Nebenzia then justified the continued assaults on both rebels and civilians: “We understand that terrorists remain a legitimate target for military operations and that there will be no ceremonial approach for them.”

At the UN Human Rights Council in Geneva, Russian Foreign Minister Sergey Lavrov put out similar lines: “Now it is the turn to act for militants entrenched there, who still continue shelling Damascus, blocking aid deliveries and the evacuation of those wishing to leave, as well as for their sponsors.”

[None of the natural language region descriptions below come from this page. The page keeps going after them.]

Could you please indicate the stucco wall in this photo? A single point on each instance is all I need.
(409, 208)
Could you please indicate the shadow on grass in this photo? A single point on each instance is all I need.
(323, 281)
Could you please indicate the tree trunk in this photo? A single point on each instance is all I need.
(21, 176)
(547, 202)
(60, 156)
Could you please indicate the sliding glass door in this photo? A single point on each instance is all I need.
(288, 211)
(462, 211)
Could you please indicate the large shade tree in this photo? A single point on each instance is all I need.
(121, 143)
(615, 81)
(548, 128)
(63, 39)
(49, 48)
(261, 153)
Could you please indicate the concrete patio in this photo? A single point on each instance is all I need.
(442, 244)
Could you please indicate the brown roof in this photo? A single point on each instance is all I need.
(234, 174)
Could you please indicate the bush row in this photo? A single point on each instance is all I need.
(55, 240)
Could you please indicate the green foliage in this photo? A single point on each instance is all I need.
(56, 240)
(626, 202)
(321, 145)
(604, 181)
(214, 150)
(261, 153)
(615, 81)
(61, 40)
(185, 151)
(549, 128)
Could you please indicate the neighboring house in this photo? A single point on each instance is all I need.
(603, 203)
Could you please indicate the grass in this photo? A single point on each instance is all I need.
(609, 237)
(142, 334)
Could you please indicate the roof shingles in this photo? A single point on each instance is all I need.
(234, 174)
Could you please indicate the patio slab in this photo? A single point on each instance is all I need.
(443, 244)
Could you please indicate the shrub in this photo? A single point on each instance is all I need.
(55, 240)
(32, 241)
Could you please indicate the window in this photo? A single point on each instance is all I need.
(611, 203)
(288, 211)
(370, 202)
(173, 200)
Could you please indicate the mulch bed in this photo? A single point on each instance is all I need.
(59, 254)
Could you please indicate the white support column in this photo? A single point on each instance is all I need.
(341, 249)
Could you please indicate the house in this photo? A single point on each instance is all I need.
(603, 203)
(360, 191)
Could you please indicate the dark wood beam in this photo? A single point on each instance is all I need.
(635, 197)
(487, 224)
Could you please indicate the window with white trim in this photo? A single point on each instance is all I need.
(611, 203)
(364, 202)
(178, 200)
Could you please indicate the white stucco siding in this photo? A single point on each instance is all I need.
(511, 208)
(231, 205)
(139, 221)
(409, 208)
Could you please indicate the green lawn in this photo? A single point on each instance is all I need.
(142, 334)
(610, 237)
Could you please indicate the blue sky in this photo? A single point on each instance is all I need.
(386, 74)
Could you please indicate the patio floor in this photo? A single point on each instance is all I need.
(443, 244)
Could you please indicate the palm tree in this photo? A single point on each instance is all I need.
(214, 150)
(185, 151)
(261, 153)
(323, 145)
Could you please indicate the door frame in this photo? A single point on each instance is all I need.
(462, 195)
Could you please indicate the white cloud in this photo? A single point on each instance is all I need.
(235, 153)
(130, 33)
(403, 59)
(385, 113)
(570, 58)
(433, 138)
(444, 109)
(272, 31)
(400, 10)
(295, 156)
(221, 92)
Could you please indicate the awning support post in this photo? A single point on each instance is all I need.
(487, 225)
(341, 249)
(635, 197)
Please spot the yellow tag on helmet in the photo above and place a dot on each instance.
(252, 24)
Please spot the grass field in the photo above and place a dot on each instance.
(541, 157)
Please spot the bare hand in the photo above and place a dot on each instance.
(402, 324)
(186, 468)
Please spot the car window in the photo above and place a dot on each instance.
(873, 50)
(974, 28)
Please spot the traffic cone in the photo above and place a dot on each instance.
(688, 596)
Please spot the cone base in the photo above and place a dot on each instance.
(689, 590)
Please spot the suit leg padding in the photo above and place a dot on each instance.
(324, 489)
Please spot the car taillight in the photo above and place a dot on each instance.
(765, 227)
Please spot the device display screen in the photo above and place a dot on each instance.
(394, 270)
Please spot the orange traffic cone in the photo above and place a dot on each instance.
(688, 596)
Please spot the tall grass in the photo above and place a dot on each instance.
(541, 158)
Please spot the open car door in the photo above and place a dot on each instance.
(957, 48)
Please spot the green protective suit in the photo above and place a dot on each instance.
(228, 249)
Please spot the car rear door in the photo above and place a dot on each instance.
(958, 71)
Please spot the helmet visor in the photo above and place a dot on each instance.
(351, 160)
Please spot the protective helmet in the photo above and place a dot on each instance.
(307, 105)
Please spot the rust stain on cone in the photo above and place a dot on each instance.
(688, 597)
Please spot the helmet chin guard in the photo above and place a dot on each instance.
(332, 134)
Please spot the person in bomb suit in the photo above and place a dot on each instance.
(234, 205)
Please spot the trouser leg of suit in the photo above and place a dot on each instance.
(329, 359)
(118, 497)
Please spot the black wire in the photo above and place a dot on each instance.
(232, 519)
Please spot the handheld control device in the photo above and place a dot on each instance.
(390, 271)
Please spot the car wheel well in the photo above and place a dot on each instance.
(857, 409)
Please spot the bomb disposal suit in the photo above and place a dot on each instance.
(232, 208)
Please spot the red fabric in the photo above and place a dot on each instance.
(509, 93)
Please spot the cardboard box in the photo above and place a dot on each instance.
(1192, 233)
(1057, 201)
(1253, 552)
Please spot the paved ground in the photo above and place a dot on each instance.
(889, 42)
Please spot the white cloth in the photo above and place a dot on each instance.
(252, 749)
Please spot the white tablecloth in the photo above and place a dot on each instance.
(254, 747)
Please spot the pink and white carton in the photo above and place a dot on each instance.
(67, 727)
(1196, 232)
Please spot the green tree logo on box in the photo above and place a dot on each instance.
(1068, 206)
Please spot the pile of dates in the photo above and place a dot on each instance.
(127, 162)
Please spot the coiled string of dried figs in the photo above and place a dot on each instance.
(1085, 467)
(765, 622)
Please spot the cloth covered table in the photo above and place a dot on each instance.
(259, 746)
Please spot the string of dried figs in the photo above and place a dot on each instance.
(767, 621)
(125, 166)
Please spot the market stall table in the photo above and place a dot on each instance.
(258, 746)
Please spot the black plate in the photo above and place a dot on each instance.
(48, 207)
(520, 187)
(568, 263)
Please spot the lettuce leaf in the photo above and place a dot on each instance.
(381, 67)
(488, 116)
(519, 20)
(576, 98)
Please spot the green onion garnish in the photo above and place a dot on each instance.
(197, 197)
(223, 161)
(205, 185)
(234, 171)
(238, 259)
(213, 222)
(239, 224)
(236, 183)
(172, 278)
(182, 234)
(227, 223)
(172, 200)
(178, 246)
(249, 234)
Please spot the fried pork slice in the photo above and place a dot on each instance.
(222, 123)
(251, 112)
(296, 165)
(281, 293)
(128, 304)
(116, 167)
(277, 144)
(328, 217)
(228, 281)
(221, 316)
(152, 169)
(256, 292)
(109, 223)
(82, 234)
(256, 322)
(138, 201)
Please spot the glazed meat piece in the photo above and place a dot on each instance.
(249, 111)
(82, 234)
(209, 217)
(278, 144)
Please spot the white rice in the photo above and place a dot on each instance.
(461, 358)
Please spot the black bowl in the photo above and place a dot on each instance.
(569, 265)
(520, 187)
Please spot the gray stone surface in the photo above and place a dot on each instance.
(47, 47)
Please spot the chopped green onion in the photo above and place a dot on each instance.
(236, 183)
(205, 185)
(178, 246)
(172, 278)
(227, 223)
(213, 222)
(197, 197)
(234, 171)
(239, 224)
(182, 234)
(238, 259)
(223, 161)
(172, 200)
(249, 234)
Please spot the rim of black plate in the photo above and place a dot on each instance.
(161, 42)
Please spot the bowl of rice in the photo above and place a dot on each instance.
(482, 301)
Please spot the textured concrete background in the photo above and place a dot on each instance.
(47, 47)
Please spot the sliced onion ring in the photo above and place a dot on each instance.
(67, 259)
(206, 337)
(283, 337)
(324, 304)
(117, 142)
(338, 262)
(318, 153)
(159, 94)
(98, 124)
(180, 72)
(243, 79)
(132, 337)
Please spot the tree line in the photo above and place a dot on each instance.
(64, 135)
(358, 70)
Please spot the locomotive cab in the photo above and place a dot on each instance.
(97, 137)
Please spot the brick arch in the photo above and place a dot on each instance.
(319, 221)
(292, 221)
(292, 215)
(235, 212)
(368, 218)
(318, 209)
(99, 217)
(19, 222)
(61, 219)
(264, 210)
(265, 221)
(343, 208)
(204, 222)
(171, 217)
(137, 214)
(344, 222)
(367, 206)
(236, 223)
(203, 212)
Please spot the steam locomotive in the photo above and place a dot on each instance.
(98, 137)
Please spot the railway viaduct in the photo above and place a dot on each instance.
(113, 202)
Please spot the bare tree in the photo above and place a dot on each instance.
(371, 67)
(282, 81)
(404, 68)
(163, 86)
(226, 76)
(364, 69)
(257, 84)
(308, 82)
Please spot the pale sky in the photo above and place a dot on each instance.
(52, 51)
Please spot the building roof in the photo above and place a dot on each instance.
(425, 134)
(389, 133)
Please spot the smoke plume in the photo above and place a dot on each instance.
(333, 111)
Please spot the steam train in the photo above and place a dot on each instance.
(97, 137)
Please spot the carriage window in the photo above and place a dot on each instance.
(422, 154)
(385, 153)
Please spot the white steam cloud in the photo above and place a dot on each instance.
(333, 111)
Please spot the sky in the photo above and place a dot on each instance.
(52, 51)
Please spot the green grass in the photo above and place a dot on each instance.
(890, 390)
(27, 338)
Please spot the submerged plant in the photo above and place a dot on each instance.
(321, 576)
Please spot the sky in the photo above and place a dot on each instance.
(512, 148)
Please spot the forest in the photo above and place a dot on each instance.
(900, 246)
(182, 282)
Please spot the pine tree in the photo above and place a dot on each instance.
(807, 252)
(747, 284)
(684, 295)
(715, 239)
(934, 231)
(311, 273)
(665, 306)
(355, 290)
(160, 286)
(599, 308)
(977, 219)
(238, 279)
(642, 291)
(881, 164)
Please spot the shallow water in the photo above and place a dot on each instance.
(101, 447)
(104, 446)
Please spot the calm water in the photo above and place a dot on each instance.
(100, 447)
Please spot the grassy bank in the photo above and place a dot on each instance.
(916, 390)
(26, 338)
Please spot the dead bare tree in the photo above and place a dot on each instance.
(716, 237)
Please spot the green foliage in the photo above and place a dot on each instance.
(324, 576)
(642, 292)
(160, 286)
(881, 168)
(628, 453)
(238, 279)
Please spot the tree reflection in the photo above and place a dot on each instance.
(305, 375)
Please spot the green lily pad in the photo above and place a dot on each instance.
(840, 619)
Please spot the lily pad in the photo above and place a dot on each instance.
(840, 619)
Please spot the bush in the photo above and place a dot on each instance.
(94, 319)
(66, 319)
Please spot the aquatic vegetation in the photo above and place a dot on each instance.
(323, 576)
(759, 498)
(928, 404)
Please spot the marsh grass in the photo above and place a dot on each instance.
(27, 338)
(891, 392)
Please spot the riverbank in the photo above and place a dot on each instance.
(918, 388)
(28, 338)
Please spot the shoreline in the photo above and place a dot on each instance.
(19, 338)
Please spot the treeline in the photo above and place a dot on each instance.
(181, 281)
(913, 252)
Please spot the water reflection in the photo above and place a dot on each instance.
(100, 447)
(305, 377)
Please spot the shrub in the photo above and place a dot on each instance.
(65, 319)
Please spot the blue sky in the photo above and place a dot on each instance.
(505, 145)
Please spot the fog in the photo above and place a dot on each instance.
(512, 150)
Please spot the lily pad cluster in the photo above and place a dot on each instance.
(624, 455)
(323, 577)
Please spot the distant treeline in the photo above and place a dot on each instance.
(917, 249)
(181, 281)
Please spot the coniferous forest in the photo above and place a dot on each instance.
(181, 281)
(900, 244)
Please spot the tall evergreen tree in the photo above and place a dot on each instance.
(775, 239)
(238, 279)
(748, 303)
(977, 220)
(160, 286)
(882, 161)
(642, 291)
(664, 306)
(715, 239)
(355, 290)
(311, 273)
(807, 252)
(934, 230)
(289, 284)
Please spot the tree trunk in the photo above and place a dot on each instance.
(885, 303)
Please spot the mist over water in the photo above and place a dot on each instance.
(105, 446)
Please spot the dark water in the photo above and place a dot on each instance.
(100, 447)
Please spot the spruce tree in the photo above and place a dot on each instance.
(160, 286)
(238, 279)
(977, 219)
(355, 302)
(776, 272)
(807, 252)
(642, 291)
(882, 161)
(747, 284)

Lavrov maintained Moscow’s pretext that the attacks are on the hardline Islamist group Jabhat al-Nusra, which has almost no presence in East Ghouta: “It’s getting worse for the terrorists from Jabhat al-Nusra, who willingly or unwillingly have been sustainably spared by the American coalition.”

Russia President Vladimir Putin said Moscow had evacuated “quite a big group” of civilians and that Turkish President Tayyip Erdoğan helped broker the departure. Putin provided no evidence to support his claim.

Erdoğan’s spokesman Ibrahim Kalin said Ankara asked for the evacuation of about 700 people a month ago. Kalin said that Russia told Turkey the civilians had been taken to southern Damascus a week later, despite Erdogan’s request for them to receive treatment in Turkey.

Meanwhile, Mohammad Alloush, a senior official of the Jaish al-Islam rebel faction, said pro-Assad forces were struggling to make gains and were taking heavy losses despite their bombardment of the area:

A number of the regime forces who were forced to fight the people of Ghouta handed themselves over to the Army of Islam. [We] welcomed them and they told us that large numbers wanted to split but the regime executes dozens of them every day.

He called on fighters to “be with your family and your brothers in the eastern Ghouta before the regime kills you”.

“I Feel Like the End is Near”

Hiding in a basement with her small son and 44 other women and children, an East Ghouta mother summarizes:

This has been the worst phase. I feel so stressed out…like the end is near.

People worry they will die in a chemical attack, because there was one in [the area of] Shayfuniya. I try to stay calm, but I’ve never felt this level of fear.

We know that going back means death. It will be a massacre. We will all be buried.

Let’s be clear: The regime is bombing civilians in their homes, not the fighters on the front. There is no way towards reconciliation or peace.